I have a customer who is into auto racing and wants a pen made from carbon fiber.
I know that we can get blanks that have carbon fiber encased in resin but I'm wondering if any one has any experience working with carbon fiber round stock or tubing? Can it be cut and turned using common wood or metal working tools?


----------



## glycerine (Oct 27, 2011)

I believe those who make carbon fiber blanks usually use carbon fiber sleeves. Are you talking about trying to use some that has already been hardened into a tube? I don't see why you couldn't if you can find the right size, but it's probably easier to wrap a pen tube and THEN cast it like others are doing...


----------



## Buzzzz4 (Oct 27, 2011)

Shoot CaptG a PM. He would be able to answer any carbon fiber questions.


----------



## MarkD (Oct 27, 2011)

glycerine said:


> I believe those who make carbon fiber blanks usually use carbon fiber sleeves. Are you talking about trying to use some that has already been hardened into a tube? I don't see why you couldn't if you can find the right size, but it's probably easier to wrap a pen tube and THEN cast it like others are doing...

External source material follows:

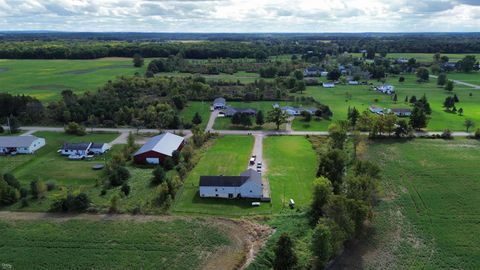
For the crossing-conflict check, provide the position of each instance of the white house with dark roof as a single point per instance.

The customer wants to be able to feel the actual carbon fiber rather than the resin. 
I see that I can purchase carbon fiber tubing in various sizes. I'm not sure how it would be to work with this stuff, our how it would look after some use.


----------



## MarkD (Oct 27, 2011)

Buzzzz4 said:


> Shoot CaptG a PM. He would be able to answer any carbon fiber questions.


That's a good idea. Thanks


----------



## glycerine (Oct 27, 2011)

MarkD said:


> glycerine said:
> 
> 
> > I believe those who make carbon fiber blanks usually use carbon fiber sleeves. Are you talking about trying to use some that has already been hardened into a tube? I don't see why you couldn't if you can find the right size, but it's probably easier to wrap a pen tube and THEN cast it like others are doing...
> ...


 
If the carbon fiber is hardened, then it will be hardened with some type of resin.  If you buy tubes, you still wouldn't "feel" the carbon fiber because it has already been hardened with a resin.  If you buy sleeves, then you could glue some over a finished pen, but I don't think that would work out so well (the sleeves are simply the woven material).  Now you could still put a small amount of finish OVER the carbon fiber, but you still wouldn't be feeling the carbon fiber itself, but rather the texture... maybe that's what they are looking for is the texture rather than a smooth, glossy surface.


----------



## glycerine (Oct 27, 2011)

Oh, also it depends on if they are looking for the woven "cloth" or just fiber strands.  Alot of the rods and tubing that I have seen are just strands hardened with resin, whereas the sleeves are woven in a cylindrical shape...


----------



## Mike D (Oct 27, 2011)

I can tell you that you should have a very good respirator and use it when cutting or machining carbon fiber. There are a lot of people that were in the aerospace industry that worked with carbon fiber without respirators and most are no longer with us.


----------



## btboone (Oct 27, 2011)

Tell him he really doesn't want to feel the cloth. Imagine 10,000 tiny splinters every time he picks it up and puts it between his fingers. The fibers are so tiny and stiff, that it's not far from the truth. They are tiny and easy to breath in as well. Mixing resin around those fibers is nothing less than a disaster for the uninitiated. Avoid that option at all costs.


----------



## MarkD (Oct 27, 2011)

After doing some more research and reading your comments I'm going to give the guy call tomorrow and tell him I recommend going with the carbon fiber cast in resin blanks.

Thanks for your comments and suggestions


----------